Illinois State Senate President John Cullerton. | Jessica Koscielniak~Sun-Times
SPRINGFIELD-A scaled-back plan by Senate President John Cullerton to make suburban and downstate teachers choose between keeping a compounding, 3-percent pension boost or giving up state-subsidized health insurance as retirees eked out of the Senate Wednesday.
The proposal applies only to members of the Teachers’ Retirement System and passed the Senate on a 30-22 roll call, marking the first pension-reform measure to pass the Senate this spring. Cullerton’s bill now moves to the House.
“It’s not often you can push a green button and save $18 to $40 billion over the next 30 years,” Cullerton said, referring to the green voting switch senators use to cast “aye” votes. “We need to start with pension reform. We need to pass a bill over to the House, put them on notice we’re serious.”

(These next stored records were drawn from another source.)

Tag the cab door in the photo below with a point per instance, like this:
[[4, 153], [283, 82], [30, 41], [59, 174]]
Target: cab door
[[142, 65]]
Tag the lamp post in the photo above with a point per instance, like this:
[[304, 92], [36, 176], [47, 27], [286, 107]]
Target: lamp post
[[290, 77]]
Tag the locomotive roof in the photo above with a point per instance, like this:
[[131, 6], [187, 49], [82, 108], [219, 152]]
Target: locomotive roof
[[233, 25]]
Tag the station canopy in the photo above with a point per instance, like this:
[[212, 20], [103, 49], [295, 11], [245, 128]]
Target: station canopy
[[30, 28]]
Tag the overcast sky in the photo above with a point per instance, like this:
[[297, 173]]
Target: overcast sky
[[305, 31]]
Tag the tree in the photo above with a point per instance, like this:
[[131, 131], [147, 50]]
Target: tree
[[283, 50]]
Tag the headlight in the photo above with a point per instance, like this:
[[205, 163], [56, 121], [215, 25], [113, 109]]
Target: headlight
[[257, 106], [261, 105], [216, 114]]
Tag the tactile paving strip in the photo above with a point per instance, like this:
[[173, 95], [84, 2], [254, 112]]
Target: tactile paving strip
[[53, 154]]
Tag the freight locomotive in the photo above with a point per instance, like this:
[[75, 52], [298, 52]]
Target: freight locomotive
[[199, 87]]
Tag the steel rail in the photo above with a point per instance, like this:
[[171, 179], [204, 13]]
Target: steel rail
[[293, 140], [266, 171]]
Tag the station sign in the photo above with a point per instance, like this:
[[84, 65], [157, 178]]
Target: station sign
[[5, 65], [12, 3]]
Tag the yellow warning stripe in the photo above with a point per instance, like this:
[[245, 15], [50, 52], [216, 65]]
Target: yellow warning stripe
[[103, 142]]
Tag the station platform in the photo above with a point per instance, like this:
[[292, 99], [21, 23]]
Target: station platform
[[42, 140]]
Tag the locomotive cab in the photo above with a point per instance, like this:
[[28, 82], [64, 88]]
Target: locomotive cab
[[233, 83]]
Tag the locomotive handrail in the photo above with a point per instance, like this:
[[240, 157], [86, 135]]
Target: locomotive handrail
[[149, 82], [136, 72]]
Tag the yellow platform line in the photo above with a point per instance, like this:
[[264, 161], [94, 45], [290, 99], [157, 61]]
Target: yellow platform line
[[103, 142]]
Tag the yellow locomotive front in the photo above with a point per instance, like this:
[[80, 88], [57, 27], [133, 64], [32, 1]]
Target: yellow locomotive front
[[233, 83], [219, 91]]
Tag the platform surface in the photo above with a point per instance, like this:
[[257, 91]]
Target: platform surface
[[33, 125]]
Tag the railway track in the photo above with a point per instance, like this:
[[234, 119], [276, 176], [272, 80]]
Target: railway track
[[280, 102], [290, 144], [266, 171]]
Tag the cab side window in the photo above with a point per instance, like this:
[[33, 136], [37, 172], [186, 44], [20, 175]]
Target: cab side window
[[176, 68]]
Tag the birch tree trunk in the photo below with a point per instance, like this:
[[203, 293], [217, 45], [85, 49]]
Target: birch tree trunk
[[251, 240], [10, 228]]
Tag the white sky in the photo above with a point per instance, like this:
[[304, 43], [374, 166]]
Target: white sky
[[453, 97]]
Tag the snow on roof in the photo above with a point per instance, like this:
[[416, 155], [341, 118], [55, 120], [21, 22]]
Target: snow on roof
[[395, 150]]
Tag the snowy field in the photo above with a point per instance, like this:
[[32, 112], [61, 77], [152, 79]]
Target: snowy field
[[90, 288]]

Cullerton’s approach involved scaling back an earlier version of Senate Bill 1 that he pushed. Originally, his plan represented a hybrid of House and Senate pension-reform packages.
The plan Cullerton (D-Chicago) settled on affected only one of the state’s five retirement systems, but aides said other retirement systems would be brought up for individual pension votes.
The plan that emerged Wednesday represented what Cullerton regarded as the best chance to put a constitutional pension bill on Gov. Pat Quinn’s desk because it would make teachers voluntarily give up a pension perk in the annual cost-of-living adjustment rather than taking it away.
“This measure, I have advanced because I believe it’s constitutional. It has the strongest argument to being constitutional, and if we were to pass a bill that was uncosntitutioanl, it would be a year before we’d find that out, and we’d have lost a year of savings,” Cullerton said. “That’s what I’m trying to avoid by advancing a bill that I think is fair.”
His legislation benefited Tuesday when a Sangamon County judge ruled that state-subsidized health care for government retirees is not a protected benefit, meaning the state could yank the perk without inviting a constitutional challenge.
The legislation took two tries to pass the Senate Wednesday. On the first time, it failed by a 29-22 vote, with four members voting “present.” In keeping it alive through a parliamentary maneuver, Cullerton got Sen. Dave Koehler (D-Peoria) to switch his “present” vote to a “yes” vote, enabling it to meet the 30-vote threshold needed for Senate passage.
Here’s what the successful roll call looked like.
Republicans opposed the plan, saying it doesn’t include state workers, university employees or lawmakers and barely makes a dent in the state’s $96 billion pension crisis.
“I’m not sure what a piecemeal approach will do for our efforts in the long run,” said Senate Minority Leader Christine Radogno (R-Lemont). “We have to have a comprehensive solution.”